The Barnett Newman exhibition has opened and is a perfect fit with the Gallery spaces on Level 4. If Newman is pretentious, as one reviewer queried, then Tate Modern is all the more so: magnanimously the same reviewer offered readers David Sylvester's statement 'When I stand and look at it I know that the whole of art is there'; Newman professed and achieved the sublime in art

Tate Modern, 21 September through 5 January 2003

'Art is long, and time is fleeting'
(Henry Wadsworth Longfellow 1807-82)

The standing and looking is best-done close-up; the way the artist himself advised. And what is significant here too is the truth that this is, of course, how he painted; not, never, continually standing back. So we have to imagine going back to the 1970s, for the real impact to be experienced. It is amazing on Level 4 how many viewers were in fact taking the long view, as if our 21st century perspective in space had already imposed such perspectives to the exclusion of all else. Barbara Reise's seminal article in Studio International (see Archive: 179:919) entitled 'The Stance of Barnett Newman' explored ways in which Newman was 'the modern Renaissance man Old Master: accepting categories through human but always re-examining and remaking them within and through his own contributions. Other artists adapt; Newman's art generates knowledge, terror, courage, pleasure, and life; expressive of a context as historically particular as it is universally timeless'. As Reise stated, Newman's standards of integrity for himself and everyone else are so awesomely wide-ranging that little has been written on him, and that that has been is inadequate and fragmentary. Perhaps what is missing from the catalogue, too, is her article, which has not been bettered, and stands today as a memorial to them both.



Barnett Newman. from Eighteen Cantos. Canto XV 1963-4. Lithograph on paper. 375 x 322 mm. Tate. Presented by Mrs Annalee Newman, the artist’s widow 1972. © ARS, NY and DACS, London 2002

'Hocus-pocus' is how another reviewer for a national paper described Newman's work. But then if his art can nowadays be so peremptorily dismissed what about the whole gamut of the American Abstract Expressionists? Abstract Expressionists took a tragic view of history. They were the generation in America that had survived the great Depression of the 1930s. Generally, the abstraction was not intentionally religious, spiritual, or mythical. But the closer you stand, the more you become immersed - which is what was intended. Newman only painted some 120 works and the Tate has about two-thirds on display.

The present curators of the exhibition have very wisely brought together not only the Stations of the Cross: Lema Sabachthani (1958-66) the series of 14 paintings that confront terror, even Newman's own anticipation of death. (The series has never previously left the National Gallery of Art in Washington.) They have also brought together, in dramatic contrast both to that and to each other, the later two triangular paintings, Chartres 1969 and Jericho 1968-69. Helpful in the understanding of Newman's work is the presence of five sculptures, plus graphic works.

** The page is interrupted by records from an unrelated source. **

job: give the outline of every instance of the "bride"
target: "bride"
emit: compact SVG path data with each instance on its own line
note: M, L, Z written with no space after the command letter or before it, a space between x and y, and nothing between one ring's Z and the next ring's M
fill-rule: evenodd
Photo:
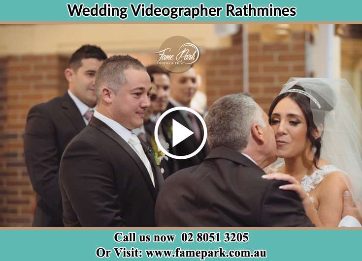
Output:
M317 227L337 227L343 192L362 199L362 112L352 87L344 79L291 78L268 115L284 160L263 177L289 181L280 188L298 194Z

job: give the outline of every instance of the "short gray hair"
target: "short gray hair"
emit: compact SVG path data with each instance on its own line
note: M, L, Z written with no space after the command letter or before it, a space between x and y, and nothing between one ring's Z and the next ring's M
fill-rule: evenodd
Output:
M96 74L94 83L98 101L103 87L108 87L116 94L118 92L127 82L125 71L130 68L146 71L139 60L129 55L113 56L104 60Z
M247 93L222 97L210 108L205 117L207 142L212 149L227 147L240 151L246 147L251 127L264 128L261 108Z

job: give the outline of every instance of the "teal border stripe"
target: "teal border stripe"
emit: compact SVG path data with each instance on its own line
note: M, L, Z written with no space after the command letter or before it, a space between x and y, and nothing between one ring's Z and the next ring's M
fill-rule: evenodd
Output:
M144 253L146 249L183 250L218 249L222 247L233 250L265 250L268 261L305 261L306 260L354 260L361 256L361 239L362 230L202 230L177 231L122 231L119 230L3 230L0 232L1 260L37 261L92 261L99 260L96 250L99 247L106 249L114 247L137 248ZM134 232L136 238L139 234L175 234L172 243L121 242L114 241L115 233L122 232L124 234ZM200 232L219 232L221 242L197 243L197 233ZM223 242L224 233L229 232L248 232L247 242ZM192 232L194 242L183 242L183 232ZM112 250L113 251L113 250ZM145 254L141 259L146 259ZM106 260L124 260L116 258L114 252ZM174 258L156 258L164 260ZM185 259L182 259L183 260ZM187 258L187 260L199 260ZM220 259L214 259L220 260ZM130 260L130 259L128 259ZM210 259L206 259L210 260Z
M172 20L169 17L142 17L132 15L130 4L144 3L148 6L150 3L160 7L198 6L203 3L205 6L221 6L223 10L220 17L198 17L195 20L191 18L180 17ZM100 6L104 3L110 3L112 6L128 7L127 19L121 20L118 17L87 17L83 16L78 17L71 17L69 16L66 4L71 4L84 3L85 6L92 7L98 3ZM294 17L226 17L225 5L232 3L236 6L242 7L244 4L251 3L254 6L268 6L272 3L274 6L295 6L296 8L296 16ZM183 1L165 1L160 0L154 1L131 1L115 0L109 1L72 1L55 0L32 0L20 1L2 1L0 8L0 21L2 22L349 22L362 21L362 1L356 0L345 0L344 1L325 1L316 0L304 0L304 1L291 1L285 0L208 0L195 1L184 0Z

As Newman himself claimed, 'I called one painting Chartres because of the strong assertion of my inner structure in contrast with the outside format and because of the even light in the painting which has for me the evenness of Northern light - a light without shadows'. Newman said that the title Jericho 'explains itself'. But 33 years later, in London of today, explanation is bound to be needed, more so to school groups and on audio aids. 'Could I do a painting on the triangle that would overcome the format and at the same time assert it? Could it become a work of art and not a thing?' Today, ironically, we are more at ease again with Newman's scale. Don Judd, in his article in Studio International, claimed presciently that, 'Newman is asserting his concerns and knowledge, He couldn't do this without the openness, wholeness and scale that he has developed. The colour, areas and stripes are not obscured or diluted by a hierarchy of composition and a range of associations. The few parts, all equally primary, comprise the quality of a painting'. Judd claimed at the time (1970) that 'despite the difficulties of comparisons and the excellence of the work of Rothko, Noland and Stella, it's not rash to say that Newman is the best painter in the country'.

Newman's Onement I painting of 1948 is recognisably the point of departure for all that followed. His recognition of human scale here is definitive, and it is good to see Newman's chronology asserted through this painting. Here the 'zip' vertical band began - a kind of signature on one level. Unfortunately this painting is absent from this retrospective.

This outstanding exhibition can never be seen as a part of a circuit that will swing around again. Newman 's presence in London, through his works, is momentous. The paintings are somehow revalidated by the events of 11 September 2001, as relevant to London as to New York. The exhibition succeeds the Tate exhibition of 1972. Jeremy Lewison, a contributing curator, whose swansong this exhibition is, has left a memorable marker, possibly the best painting exhibition that Tate Modern will have mounted in a decade. It seems unlikely that these masterpieces will again be on show in Britain within a generation.